1954 Oldsmobile F-88 (XP-20 show car)

1954 Oldsmobile F-88 (from the collection of the author)

1954 Oldsmobile F-88 (from the collection of the author)

Back in 1991, I was a recent transplant to Arizona and took my camera to the Barrett-Jackson auction. This was back when Barrett-Jackson only had one auction a year and most of the other auction companies associated with Arizona's auction week had not yet arrived on the scene.  The car pictured here fascinated me. I didn't know at the time, but it turned out to be one of four XP-20 cars produced back in 1953/54 - now call the Oldsmobile F-88. I car didn't attract much attention in 1991 and I remember it selling for a very reasonable price (under $200k). 
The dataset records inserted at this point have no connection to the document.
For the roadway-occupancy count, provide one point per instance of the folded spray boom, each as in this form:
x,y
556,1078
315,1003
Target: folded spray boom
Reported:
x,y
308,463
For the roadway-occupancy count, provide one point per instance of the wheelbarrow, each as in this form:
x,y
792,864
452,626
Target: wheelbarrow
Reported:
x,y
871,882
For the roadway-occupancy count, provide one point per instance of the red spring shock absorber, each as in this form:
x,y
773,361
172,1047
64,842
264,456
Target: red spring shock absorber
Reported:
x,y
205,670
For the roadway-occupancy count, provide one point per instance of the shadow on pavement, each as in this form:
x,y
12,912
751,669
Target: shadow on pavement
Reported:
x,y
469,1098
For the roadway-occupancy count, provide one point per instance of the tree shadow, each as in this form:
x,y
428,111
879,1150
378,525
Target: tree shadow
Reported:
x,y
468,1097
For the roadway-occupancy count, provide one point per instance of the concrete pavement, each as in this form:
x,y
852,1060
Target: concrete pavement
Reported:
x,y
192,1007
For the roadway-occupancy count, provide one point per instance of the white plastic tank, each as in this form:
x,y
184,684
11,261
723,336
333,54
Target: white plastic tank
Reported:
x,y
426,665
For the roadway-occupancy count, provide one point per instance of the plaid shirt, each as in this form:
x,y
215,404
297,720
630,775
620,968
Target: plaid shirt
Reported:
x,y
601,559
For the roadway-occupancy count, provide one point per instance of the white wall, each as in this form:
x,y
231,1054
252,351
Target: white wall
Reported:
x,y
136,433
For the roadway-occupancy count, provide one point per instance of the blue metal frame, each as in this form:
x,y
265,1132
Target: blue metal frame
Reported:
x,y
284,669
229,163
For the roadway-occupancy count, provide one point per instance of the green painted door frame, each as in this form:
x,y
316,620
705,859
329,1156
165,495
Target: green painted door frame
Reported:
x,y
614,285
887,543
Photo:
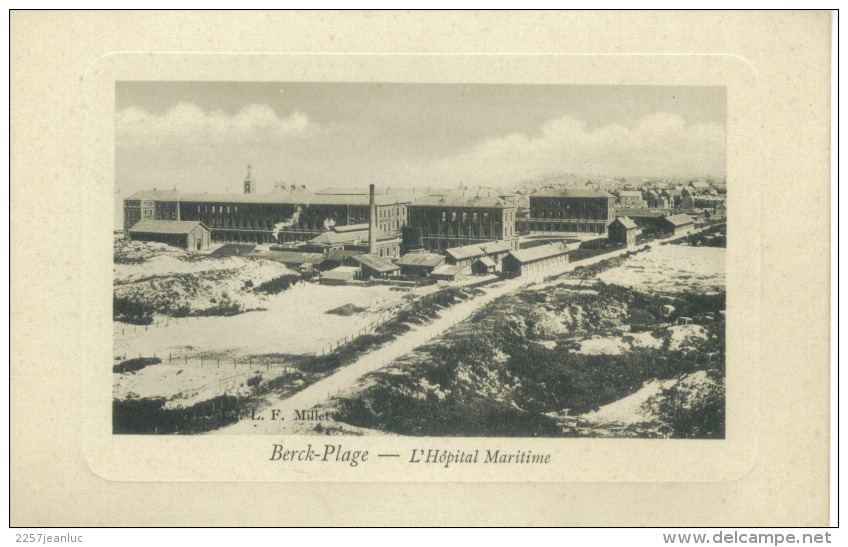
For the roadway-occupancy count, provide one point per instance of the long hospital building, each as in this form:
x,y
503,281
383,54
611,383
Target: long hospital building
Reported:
x,y
286,216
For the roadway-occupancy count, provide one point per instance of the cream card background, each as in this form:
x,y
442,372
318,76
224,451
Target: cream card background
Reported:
x,y
772,468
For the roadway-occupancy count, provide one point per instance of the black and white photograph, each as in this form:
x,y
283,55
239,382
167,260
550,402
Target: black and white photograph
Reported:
x,y
423,260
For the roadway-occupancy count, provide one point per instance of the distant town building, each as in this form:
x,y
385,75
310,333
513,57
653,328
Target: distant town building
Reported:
x,y
190,235
679,224
622,231
447,221
355,238
339,276
465,256
419,264
373,266
535,259
483,266
570,210
276,217
631,199
448,272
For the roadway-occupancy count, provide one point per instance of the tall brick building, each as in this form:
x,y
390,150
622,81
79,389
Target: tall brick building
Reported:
x,y
447,221
570,210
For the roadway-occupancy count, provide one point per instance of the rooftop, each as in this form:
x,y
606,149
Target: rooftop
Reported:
x,y
471,251
429,260
158,195
627,222
538,253
376,263
283,198
488,262
680,220
342,273
490,202
571,193
165,226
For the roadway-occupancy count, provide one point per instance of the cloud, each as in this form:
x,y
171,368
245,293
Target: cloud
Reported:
x,y
661,144
187,123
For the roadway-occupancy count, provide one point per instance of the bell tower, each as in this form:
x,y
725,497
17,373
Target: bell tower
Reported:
x,y
249,183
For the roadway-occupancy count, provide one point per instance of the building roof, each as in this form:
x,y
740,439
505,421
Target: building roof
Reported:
x,y
350,227
680,220
428,260
640,213
343,237
627,222
342,273
487,202
294,257
571,193
495,247
448,270
480,249
166,226
376,263
539,252
279,197
158,195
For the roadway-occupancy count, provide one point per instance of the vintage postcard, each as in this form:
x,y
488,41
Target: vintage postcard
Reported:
x,y
425,279
340,268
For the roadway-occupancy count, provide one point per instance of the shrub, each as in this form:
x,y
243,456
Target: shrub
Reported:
x,y
132,365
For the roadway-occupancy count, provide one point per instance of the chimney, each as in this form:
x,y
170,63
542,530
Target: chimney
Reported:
x,y
372,221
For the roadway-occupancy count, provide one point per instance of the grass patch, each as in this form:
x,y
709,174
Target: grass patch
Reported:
x,y
132,365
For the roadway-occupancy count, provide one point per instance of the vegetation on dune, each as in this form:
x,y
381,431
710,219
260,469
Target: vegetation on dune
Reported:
x,y
278,284
714,236
495,378
132,365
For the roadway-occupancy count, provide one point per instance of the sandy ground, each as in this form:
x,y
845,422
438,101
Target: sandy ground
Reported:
x,y
670,267
617,345
295,322
631,409
186,384
349,375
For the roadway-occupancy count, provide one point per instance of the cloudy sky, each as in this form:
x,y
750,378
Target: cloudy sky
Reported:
x,y
200,136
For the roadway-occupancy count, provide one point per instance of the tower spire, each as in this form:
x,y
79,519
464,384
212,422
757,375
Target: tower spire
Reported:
x,y
249,184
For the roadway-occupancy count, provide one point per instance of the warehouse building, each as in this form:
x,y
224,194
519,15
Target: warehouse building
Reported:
x,y
190,235
679,224
375,267
419,264
467,255
535,259
622,231
285,215
576,211
448,221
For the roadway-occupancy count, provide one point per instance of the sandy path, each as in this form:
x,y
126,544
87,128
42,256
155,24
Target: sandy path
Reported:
x,y
347,376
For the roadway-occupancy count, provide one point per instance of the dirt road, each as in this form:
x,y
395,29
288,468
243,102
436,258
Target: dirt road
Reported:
x,y
270,422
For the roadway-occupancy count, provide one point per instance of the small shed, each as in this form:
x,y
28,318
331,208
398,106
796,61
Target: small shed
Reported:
x,y
419,264
483,266
622,231
375,266
339,276
535,259
679,224
449,272
192,235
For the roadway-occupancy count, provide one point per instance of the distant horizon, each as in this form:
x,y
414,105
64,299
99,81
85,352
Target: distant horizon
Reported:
x,y
200,136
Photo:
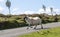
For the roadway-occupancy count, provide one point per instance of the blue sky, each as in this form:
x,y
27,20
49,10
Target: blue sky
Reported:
x,y
30,6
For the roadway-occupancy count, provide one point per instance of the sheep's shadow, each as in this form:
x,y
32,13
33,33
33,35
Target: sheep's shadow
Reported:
x,y
40,28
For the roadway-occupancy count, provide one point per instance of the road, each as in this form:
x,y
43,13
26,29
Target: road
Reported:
x,y
19,31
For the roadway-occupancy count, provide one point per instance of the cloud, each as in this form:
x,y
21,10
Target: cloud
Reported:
x,y
15,9
1,0
1,9
29,12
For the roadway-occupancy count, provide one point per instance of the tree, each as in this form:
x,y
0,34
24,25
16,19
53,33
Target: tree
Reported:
x,y
8,4
44,7
51,11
The reason for this appress to be that the car has always been in question. The project was lead by Harley Earl, with Bill Mitchell and Zora Arkus-Duntov involved. Earl is said to have kept one of the cars for himself - later updated as a second generation F-88 (with a different front and rear clip). Two other cars are assumed distroyed.  This car (styling order #2265) was assembled from a shipment of parts purchased by E.L. Cord soon after the 1954 show season. Yup, the same E.L. Cord of Auburn, Cord, Duesenberg fame. The question still debated by historians is whether this car is the 1954 Motorama show car - disassembled and shipped with all remaining parts for the XP-20 project to E.L. Cord. Or, whether this car is simply built from extra parts remaining after the XP-20 project was completed. A good argument can be made for both scenarios and I don't believe anyone really knows the truth at this point.

Regardless, it's quite curious that Cord would purchase the crate of parts and that GM would allow it sold to him. It's unclear to me the chain of ownership leading up to the 1991 sale, however Bruce Lustman (a Colorado collector) seems to have gotten a great deal in retrospect. The car was shown by Lustman and consigned to Don Williams at the Blackhawk. Williams is said to have sold the car to Gordon Apker. Michael Lamb, an automotive writer, wrote a piece on the car the year before it went back to the Barrett-Jackson auction. In January 2005, the car sold to a new owner, John Hendricks of the Gateway Colorado Automobile Museum, for $3,240,000.  

The car looks fantastic and it would interesting to see if that price could be repeated today.